Gone phishing: CIT launches internal phishing campaign


Glenn Carstens-Peters

Phishing is a significant cybercrime that targets higher education institutions.

There’s no need to worry if you receive a suspicious email at your Calvin address; chances are, you’re being internally phished. 

Between 2018 and 2019, members of the Calvin community were victims of over 200 cases of phishing. These incidents are part of a wider phenomenon; between 2005 and 2014, 324 higher education institutions were victims of 562 documented data breaches, with phishing accounting for a large portion of them, according to the EDUCAUSE Center for Analysis and Research. 

“Higher ed institutions, if you think about it, have thousands and thousands of people here. If you’re open, meaning that there aren’t a lot of protections in place, then it becomes an easy target [for phishing],” said Adam Vedra, associate CIO and chief information security officer at Calvin Information Technology. 

Calvin’s plan for dealing with the data breach crisis in higher education? Sending phishing emails internally with the aim that students, staff and faculty will recognize and report said emails. 

“The purpose of the simulations is to enhance the university’s security program and improve our cyber security posture in a safe environment, thereby helping you spot real phishing emails in the future,” said Vedra in the email.

Phishing is a cyber attack that attempts to collect personal information by tricking victims into providing personal information on websites that appear to be credible, with cybercriminals impersonating a legitimate person or organization. “It’s done by cybercriminals all across the world,” Vedra told Chimes. “The idea is that they’re trying to either trick you into doing something or tricking you into giving you information that they want.” 

This isn’t the first time CIT has attempted an internal phishing campaign; one was initiated over 10 years ago, but it fizzled out after the department didn’t see the desired results. This time around, CIT hopes that the new tools and technology used to run the campaign will yield the outcomes they’re looking for.

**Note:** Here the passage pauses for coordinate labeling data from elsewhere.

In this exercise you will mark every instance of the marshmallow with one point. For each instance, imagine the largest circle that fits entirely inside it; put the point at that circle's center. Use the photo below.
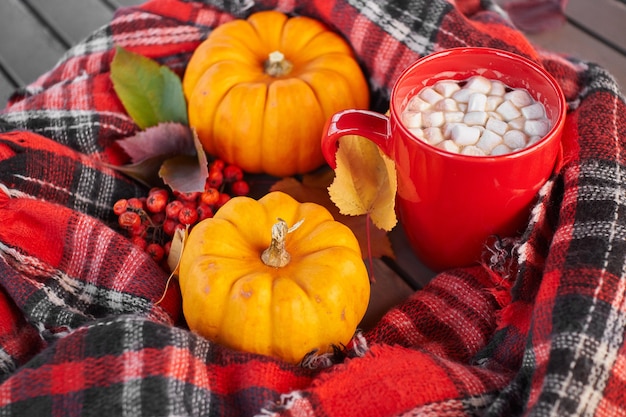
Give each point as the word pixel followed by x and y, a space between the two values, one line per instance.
pixel 508 111
pixel 462 96
pixel 496 125
pixel 418 133
pixel 517 124
pixel 478 84
pixel 477 102
pixel 448 145
pixel 417 104
pixel 533 111
pixel 493 102
pixel 430 96
pixel 453 116
pixel 488 140
pixel 537 127
pixel 514 139
pixel 475 118
pixel 447 129
pixel 412 119
pixel 497 88
pixel 520 98
pixel 433 135
pixel 501 149
pixel 472 150
pixel 435 119
pixel 447 104
pixel 464 135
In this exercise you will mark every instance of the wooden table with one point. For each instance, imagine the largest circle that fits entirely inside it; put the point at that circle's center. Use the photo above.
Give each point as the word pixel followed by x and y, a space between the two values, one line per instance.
pixel 35 33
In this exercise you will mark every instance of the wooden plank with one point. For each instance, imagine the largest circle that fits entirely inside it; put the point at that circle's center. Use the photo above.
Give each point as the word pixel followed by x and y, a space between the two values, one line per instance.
pixel 406 264
pixel 603 18
pixel 61 15
pixel 27 46
pixel 572 41
pixel 6 89
pixel 121 3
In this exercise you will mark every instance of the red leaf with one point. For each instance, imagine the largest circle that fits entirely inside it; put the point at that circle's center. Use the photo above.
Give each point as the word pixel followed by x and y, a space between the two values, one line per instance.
pixel 164 139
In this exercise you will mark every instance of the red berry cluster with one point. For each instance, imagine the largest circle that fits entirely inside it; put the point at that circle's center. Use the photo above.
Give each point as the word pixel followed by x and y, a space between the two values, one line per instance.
pixel 152 221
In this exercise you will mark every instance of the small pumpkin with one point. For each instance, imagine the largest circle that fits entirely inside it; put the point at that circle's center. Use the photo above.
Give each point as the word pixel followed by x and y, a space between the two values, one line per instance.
pixel 251 283
pixel 260 90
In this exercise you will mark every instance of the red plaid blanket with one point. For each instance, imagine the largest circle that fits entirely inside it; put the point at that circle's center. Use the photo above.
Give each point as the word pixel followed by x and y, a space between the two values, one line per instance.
pixel 541 333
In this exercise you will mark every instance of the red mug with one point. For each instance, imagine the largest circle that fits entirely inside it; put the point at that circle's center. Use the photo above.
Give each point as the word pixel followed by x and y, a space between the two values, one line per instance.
pixel 450 204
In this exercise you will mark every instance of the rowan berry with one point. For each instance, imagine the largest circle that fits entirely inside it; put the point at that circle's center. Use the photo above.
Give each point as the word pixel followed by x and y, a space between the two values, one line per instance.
pixel 156 201
pixel 135 203
pixel 129 220
pixel 240 187
pixel 188 215
pixel 172 209
pixel 191 197
pixel 204 211
pixel 120 206
pixel 210 197
pixel 156 251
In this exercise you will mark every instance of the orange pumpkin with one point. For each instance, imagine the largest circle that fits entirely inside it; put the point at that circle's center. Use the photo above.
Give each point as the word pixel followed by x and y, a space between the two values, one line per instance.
pixel 260 90
pixel 251 283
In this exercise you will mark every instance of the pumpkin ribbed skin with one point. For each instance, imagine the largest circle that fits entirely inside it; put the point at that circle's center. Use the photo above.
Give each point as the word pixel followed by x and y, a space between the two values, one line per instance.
pixel 270 123
pixel 232 297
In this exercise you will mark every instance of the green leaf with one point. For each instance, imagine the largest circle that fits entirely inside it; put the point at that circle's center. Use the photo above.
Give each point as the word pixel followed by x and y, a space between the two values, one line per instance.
pixel 151 93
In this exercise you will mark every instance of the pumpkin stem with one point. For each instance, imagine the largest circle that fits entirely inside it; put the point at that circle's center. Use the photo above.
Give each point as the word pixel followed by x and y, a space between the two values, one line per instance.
pixel 276 65
pixel 276 255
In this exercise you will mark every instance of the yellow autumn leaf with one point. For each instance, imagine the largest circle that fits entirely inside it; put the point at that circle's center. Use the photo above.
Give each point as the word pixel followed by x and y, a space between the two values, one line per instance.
pixel 365 182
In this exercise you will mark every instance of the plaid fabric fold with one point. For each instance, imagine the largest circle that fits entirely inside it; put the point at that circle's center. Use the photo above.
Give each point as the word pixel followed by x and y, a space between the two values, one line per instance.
pixel 538 329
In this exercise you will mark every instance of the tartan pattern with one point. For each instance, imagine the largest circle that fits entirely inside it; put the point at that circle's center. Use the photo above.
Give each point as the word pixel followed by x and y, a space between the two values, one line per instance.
pixel 537 330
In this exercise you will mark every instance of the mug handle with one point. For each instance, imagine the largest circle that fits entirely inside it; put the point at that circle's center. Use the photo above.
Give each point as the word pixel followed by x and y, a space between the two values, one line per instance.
pixel 368 124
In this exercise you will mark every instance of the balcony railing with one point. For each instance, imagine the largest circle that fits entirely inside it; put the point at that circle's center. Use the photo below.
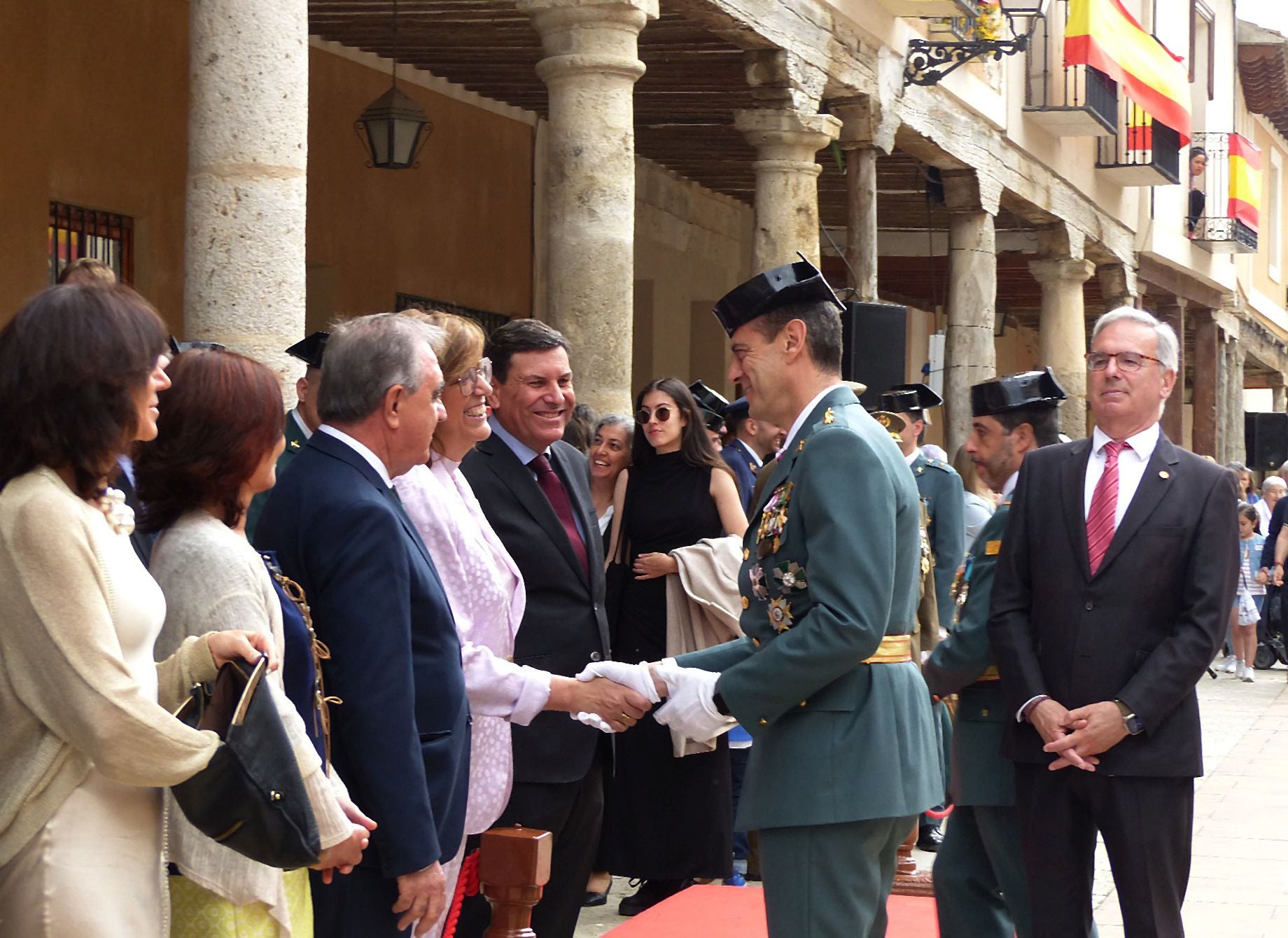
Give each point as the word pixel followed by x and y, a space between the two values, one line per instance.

Phishing might take the form of a trusted professional seeking assistance with a task or a well-known website requiring account verification. According to information security analyst John Fleuressaint, regardless of how the email appears, it has the potential to harm one’s “finances, personal information, and even reputation.” 

In fact, phishing emails are rarely as random as they appear. “Phishing can be as serious as the person doing their reconnaissance first — they look for information about whoever they are targeting and then they look for information about whoever they want to appear to be,” said Fleuressaint. 

Phishing also exploits victims’ most susceptible emotions, as cybercriminals use emotions like panic and urgency to entice victims. “There’s always some sort of call to action and they want to raise your level of panic. That seems to be a really consistent element in phishing,” said Vedra. 

The best method to educate a community full of busy schedules and events, according to CIT, is to bring the education about phishing directly to them by offering resources in the one place they check the most: their inbox. “Right at the moment that they fall for the phish that we send, we provide instantaneous feedback … we have supporting material that will be emailed afterwards that says ‘watch this two minute video and learn more’,’” said Vendra. 

CIT hopes that members of the Calvin community will start to pay attention to the finer details in the emails they receive so they can recognize suspicious emails in the future. According to network administrator Mike Krueger, these details can include sender information like email addresses, misspellings and poor punctuation, and use of an unusual tone within the content of an email. 

CIT also hopes that this internal phishing campaign will teach people not just how to be more aware of their email behavior, but how to be more aware of their complete digital footprint.

“What we would hope is that students would just pause and take two or three seconds to consider ‘is this an email I was expecting?’. If it’s unclear, they should find some other way to verify. If you verify, you saved yourself a lot of pain,” said Vedra. Verification, according to Vedra, can include contacting senders directly or checking digital accounts frequently for suspicious activity. 

There’s no need to be concerned if you fall for the internal phishing trap, as CIT will not acquire personal data. Internal phishing emails, according to Vedra, Fleurssaint and Krueger, are a safe approach to get exposed to and educated on the complexity of phishing. “Cybersecurity is everybody’s job … we need everybody’s abilities and awareness about all the threats that are out there to keep rising.” said Vedra.